In my previous post I looked at the calculations required to determine the minimum number of hosts needed to satisfy the compute design. This was achieved through an assessment of the current state analysis, identifying average peak CPU and memory consumption.
A summary of the tools can be found here: VMware vSphere Compute Design … The same tools can be used to determine the VM/Physical server I/O profile, capacity and throughput requirements we need to design and scale an appropriate storage solution.
Getting your storage design right is crucial. A poorly designed SAN can negatively impact the vSphere Infrastructure. Storage like – networking and the compute layer are corner stone areas, that require careful planning and investment. Failures here may impact project delivery, budget, performance, damaging user and stakeholder experience.
This post will look at some of the principles around VMware storage design in general.
Key Decision Points & Considerations
- Plan for failure, a good storage design should take into account the impact of failure, for example:
- Site failure (DR), your SAN array may support block level replication, if you don’t have this capability (due to cost or features) look at network/host level replication offered in vSphere 5.1 or other replication tools. Disaster recovery is not just about ensuring you can backup and restore data its about ensuring business continuity.
- Identify bandwidth replication requirements / what is the rate of change ? (this impacts whether or not you can perform synchronous or a-synchronous replication).
- Failure of individual components (review this end to end) fabric interconnects, switches, storage processors, drive shelves, host HBA, power etc… the key point here is to find ways for mitigating any risks from an infrastructure point of view.
- Size and plan according to workload peaks (example factors: backups, month-end reporting)
- Array availability requirements, n+1, n+2 etc… at minimum your solution should withstand the failure of at least one node (n+1), however be aware of the impact if a storage processor is down for maintenance. During periods of maintenance availability requirements might not be satisfied.
- Scale the design for current and future IOPs and capacity requirements, total storage capacity is the sum of all current storage usage plus projected growth, IOPs provides the performance the array needs to support the workloads.
- Do you plan to use advanced technologies such as – deduplication, sub-lun tiering, caching?
- How will this impact the design, observe SIOC & array vendor best practises regarding the use of sub-lun tiering.
- Number and speed of drives needed (FC/SAS, SATA/NL, SSD), this has an impact on performance, capacity, availability and budget etc..
- Storage Protocol Choices – (FC/FCoE, iSCSI, NFS), the decision is driven by throughput and existing requirements and constraints.

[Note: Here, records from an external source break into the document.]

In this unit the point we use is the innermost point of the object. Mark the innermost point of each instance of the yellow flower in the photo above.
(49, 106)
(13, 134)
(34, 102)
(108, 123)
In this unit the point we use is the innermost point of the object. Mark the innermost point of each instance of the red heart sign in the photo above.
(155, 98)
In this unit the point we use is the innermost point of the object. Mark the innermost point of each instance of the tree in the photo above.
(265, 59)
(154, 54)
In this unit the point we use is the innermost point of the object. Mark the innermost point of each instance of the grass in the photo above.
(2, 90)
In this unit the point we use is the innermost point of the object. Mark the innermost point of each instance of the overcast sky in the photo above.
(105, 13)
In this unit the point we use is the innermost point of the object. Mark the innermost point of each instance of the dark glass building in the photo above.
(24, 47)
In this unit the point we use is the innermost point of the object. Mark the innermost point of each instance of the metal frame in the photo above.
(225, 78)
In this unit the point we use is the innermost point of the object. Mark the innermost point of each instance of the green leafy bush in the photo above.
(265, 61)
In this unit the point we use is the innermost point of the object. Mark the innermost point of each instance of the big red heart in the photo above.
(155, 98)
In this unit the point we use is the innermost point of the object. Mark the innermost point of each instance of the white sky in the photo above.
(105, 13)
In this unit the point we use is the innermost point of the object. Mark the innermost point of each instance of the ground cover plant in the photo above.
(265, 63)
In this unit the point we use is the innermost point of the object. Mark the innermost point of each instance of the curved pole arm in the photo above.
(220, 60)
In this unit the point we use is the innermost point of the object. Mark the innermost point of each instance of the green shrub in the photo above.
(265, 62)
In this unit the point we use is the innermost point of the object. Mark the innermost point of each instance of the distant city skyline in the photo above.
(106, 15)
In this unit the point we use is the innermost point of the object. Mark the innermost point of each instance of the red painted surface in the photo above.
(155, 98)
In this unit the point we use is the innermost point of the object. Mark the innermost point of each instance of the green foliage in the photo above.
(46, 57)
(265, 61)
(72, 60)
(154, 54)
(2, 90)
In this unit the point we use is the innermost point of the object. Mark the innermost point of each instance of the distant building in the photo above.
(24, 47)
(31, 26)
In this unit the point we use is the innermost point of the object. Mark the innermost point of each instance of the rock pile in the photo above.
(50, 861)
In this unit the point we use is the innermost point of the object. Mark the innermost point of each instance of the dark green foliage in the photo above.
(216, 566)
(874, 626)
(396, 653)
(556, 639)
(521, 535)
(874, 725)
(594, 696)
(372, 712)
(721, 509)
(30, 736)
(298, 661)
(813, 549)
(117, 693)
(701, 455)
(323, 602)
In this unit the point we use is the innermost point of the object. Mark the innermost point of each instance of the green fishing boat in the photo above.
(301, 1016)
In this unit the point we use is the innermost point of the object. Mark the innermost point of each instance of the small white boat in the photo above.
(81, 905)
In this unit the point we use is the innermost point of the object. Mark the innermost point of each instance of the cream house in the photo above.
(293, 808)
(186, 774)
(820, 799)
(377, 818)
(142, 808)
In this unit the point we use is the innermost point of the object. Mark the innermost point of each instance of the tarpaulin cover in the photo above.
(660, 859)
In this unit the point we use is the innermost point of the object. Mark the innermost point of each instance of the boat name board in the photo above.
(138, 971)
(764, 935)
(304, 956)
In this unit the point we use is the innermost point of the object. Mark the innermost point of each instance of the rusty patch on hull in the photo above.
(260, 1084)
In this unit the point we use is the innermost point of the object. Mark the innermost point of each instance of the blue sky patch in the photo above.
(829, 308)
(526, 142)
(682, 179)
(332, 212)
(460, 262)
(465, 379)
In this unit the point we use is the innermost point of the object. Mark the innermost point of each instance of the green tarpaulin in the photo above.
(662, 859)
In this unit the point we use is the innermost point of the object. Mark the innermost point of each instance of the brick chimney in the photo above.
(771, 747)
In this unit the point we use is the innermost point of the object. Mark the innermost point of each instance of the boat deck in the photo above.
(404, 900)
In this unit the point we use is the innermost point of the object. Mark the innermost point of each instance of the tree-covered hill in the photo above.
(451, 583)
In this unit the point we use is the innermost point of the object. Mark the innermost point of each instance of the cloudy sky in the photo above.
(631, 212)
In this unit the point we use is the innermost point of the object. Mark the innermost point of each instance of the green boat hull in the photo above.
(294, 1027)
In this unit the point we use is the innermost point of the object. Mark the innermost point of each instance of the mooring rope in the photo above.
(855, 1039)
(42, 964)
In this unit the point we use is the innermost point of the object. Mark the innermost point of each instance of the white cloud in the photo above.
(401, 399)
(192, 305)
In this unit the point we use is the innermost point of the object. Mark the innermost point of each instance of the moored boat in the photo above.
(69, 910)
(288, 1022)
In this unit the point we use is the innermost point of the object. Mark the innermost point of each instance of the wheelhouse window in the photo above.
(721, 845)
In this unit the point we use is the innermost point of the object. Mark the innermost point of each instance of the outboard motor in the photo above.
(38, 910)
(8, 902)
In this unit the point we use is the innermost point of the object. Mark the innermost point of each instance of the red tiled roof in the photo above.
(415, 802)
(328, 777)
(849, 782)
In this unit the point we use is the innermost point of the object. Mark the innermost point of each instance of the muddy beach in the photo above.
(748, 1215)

- Whether service processors will run in an Active-Active, Active-Passive configuration
- This impacts host path selection policies, whether I/O requests can be balanced across all available paths.
- Impacts performance, I/O is balanced on a per LUN basis only – having additional ‘Active’ controllers to service requests can improve performance in conjunction with multi-pathing policies..
- Check array support for the VMware VAAI primitives (VAAI, VAAI-NFS, VASA and by extension Storage I/O control).
- This offers performance improvements (hardware offloading – hardware assisted copy, locking, block zeroing).
- Will you thin provision at the LUN or VM level?
- Thin provisioning has its benefits, but increases the management overhead. Common use case for environments that require ‘x’ amount of space but don’t use all the space allocated.
- The impact of out of space conditions on VAAI-supported arrays causes VM’s to stun. VM’s can be resumed if VMFS datastore space is increased or reclaimed, alternatively if VM swap files are stored on same datastore power off non-critical VM’s (virtual machine swap files are by default stored in the base VM folder, this can be changed in certain instances e.g : reduce replication bandwidth). Powering off the VM removes the .vswp file (the .vswp file equals memory granted to the VM less any reservations).
- The common cause for out of space conditions are attributed to poor or non-existent capacity monitoring. This can also be caused by snapshots that have grown out of control.
- Thin on thin is not recommended, due to operational overhead required to monitor both vmfs datastores and backing LUNs.
- Set appropriate queue depth values on HBA adapters (use with caution), follow vendor recommendations. Observe impact to consolidation ratios specifically the number of VMs in a VMFS datastore. Setting queue depths too high can have a negative impact on performance.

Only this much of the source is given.